Be that as it may, the military never makes enough ammunition during war time or times of crisis to supply its own needs, so companies that made ammunition were busy during the war making it for the military.  That means, for civilians, ammunition was hard to get.  People did get it, but at least based on what I've been told, the supply of ammunition really curtailed a lot of hunting during the war. Even hand loaders would likely have found supplies of components very hard to get after a certain point, although I suspect that those who were dedicated shooters probably started stocking up in 1939.

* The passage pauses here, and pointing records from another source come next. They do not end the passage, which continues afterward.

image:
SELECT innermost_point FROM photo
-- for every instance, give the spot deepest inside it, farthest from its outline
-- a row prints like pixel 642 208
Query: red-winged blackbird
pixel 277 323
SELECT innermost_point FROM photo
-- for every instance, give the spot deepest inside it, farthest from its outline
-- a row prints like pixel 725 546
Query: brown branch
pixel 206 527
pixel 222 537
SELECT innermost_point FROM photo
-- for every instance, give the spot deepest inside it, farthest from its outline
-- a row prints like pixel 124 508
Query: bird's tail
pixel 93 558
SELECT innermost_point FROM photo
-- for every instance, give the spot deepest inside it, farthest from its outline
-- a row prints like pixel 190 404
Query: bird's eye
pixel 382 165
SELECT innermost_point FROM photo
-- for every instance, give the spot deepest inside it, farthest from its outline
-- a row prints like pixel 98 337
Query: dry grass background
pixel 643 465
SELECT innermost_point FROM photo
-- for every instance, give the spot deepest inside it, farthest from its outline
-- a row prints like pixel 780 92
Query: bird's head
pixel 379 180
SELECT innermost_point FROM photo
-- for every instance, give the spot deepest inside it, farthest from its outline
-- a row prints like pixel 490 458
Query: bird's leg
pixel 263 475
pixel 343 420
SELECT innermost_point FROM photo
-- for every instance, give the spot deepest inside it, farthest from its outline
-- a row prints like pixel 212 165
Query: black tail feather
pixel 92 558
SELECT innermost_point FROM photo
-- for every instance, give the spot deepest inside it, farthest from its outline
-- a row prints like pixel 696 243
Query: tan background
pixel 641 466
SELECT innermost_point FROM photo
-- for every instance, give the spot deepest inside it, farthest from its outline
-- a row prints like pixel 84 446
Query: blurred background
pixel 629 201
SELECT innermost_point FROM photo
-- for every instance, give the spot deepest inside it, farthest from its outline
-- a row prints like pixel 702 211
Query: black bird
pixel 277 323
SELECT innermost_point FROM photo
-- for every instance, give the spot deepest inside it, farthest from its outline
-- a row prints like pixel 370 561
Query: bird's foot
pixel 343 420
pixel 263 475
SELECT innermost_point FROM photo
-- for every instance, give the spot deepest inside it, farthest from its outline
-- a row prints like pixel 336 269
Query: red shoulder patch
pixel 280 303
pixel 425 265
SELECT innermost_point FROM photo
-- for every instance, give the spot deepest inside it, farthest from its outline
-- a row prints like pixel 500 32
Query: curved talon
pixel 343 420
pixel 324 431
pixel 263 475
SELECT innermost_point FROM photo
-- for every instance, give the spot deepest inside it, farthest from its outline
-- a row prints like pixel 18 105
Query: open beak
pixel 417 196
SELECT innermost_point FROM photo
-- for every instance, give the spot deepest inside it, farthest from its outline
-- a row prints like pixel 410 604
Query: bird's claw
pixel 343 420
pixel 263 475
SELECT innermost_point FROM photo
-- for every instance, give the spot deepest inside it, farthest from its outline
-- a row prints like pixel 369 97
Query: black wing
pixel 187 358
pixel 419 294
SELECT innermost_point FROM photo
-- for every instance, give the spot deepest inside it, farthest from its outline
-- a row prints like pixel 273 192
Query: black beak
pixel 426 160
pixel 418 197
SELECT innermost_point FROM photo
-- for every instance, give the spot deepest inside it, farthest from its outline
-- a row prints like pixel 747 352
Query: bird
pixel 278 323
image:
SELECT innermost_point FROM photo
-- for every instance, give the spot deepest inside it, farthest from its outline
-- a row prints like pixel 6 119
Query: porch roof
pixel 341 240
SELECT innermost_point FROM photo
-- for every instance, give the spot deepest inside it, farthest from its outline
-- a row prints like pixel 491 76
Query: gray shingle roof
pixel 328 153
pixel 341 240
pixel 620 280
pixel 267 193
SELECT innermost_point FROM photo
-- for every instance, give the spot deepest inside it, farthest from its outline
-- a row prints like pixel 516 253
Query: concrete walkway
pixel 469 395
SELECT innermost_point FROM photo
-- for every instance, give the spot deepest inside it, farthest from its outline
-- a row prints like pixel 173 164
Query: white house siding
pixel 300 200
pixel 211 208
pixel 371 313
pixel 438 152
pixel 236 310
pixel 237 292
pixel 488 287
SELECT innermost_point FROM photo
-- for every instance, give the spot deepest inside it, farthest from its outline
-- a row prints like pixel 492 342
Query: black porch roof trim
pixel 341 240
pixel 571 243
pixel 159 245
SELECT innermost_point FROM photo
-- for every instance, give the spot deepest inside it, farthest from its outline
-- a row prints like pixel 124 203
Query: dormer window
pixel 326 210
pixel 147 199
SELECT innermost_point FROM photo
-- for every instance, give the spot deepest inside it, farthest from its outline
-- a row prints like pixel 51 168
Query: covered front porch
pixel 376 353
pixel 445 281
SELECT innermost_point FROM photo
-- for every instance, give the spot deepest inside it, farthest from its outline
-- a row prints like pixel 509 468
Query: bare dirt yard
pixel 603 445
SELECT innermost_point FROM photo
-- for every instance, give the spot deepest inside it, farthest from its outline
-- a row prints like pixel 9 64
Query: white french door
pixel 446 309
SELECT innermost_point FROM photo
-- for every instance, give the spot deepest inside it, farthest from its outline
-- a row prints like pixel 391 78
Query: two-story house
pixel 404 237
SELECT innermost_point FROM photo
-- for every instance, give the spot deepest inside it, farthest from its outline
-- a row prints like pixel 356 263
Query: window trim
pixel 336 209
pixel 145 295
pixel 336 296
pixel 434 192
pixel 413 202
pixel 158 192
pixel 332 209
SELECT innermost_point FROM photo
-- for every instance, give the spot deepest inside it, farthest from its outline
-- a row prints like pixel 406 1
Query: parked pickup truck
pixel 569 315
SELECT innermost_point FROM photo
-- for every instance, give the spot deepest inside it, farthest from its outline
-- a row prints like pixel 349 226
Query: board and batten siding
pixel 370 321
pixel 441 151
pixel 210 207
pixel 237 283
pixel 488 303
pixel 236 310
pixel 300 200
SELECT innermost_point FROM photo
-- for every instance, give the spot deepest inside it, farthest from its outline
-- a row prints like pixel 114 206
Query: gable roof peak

Indeed, they would have had reason to as American ammunition manufacturers also supplied ammunition to Allied powers.  I don't know how extensive this was during WWII, but I know that at least the British purchased U.S. manufactured ammunition. As during the war certain U.S. weapons spread to our Allies, U.S. ammunition no doubt did as well.

Yet another example, this time from Savage. The Savage Model 99 was the most modern and unique lever action of the time and in fact had been purchased in small numbers during World War One by at least one Canadian militia unit.  The hunter is again shown in correct clothing for the era, note the red hat.

Suffice it to say, arms manufacturers also were busy with wartime production. However, while the war lasted for the U.S. from December 1941 until August 1945, there was no shortage of civilian arms and therefore this would have had very little impact on civilians during this time frame.

On those arms, quite a bit had happened since World War One, because of World War One.

Prior to World War One, the great American hunting rifle was a lever action and the great cartridge in most hunter's minds was the .30-30 Winchester.  We dealt with that, somewhat, in a footnote in the post on this topic in relation to the Great War.

The First World War exposed millions of American men to bolt action rifles for the first time, and by the same token to the U.S. .30-06 cartridge.  The combined impact didn't cause the lever action .30-30 to disappear, but it did make huge dents in its occupation of this field.  Soon after the war hunters took up hunting with bolt actions in greater numbers, some of those rifles being 98 Mausers that were brought home as war prizes.  More than a few of those rifles are still in use today.  Surplus M1903 Springfields and M1917 Enfields soon became available as well.  Winchester introduced its Model 54 bolt action, a rifle based on the M1903, in 1925 and a real evolution in this era began.

The Model 54 never achieved the legendary status that its successor the Model 70 did, which was introduced in 1936.  It went on to be a legend and achieved that status nearly from the onset of its introduction.

Remington actually beat Winchester to the punch, introducing the Model 30 in 1921.  In doing that, Remington was making a virtue out of necessity, as the Model 30 was a civilian version of the M1917, a rifle that Remington had made over 1,000,000 of for the Army during World War One, but which had seen an abrupt and financially devastating contract termination for as soon as the war was over.  Left with a large number of M1917 parts in process, in 1921 it took to using them for a civilian bolt action rifle.

In some ways the Remington rifle was better than the Model 54 and Model 70.  For one thing, it's "dog leg" bolt handle was so law that it would accept any scope without modification.  This was not true of the pre World War Two Model 70s.  As it was, however, this hardly mattered as few American hunters of the time used scopes.  Indeed, the Lyman Alaskan, with a mere 2.5X magnification, was introduced just prior to war and was about as popular of scope as there was, which says something as its a marginal product at best.  Target shooters were using the expensive 8X Unertl by this time, which is a super scope for the range.  The inadequacy of American scopes of the period is shown by the fact that the Marine Corps chose to use this scope, rather than the anemic Alaskan, in spite of it  featuring fragile mounts and being rather complicated to use.

Shotgun wise, the years between the wars made the Winchester Model 12, which had been introduced in 1912, absolutely dominant.  Other designs existed but the years between the war were the years of the Model 12, when it achieved absolute dominance.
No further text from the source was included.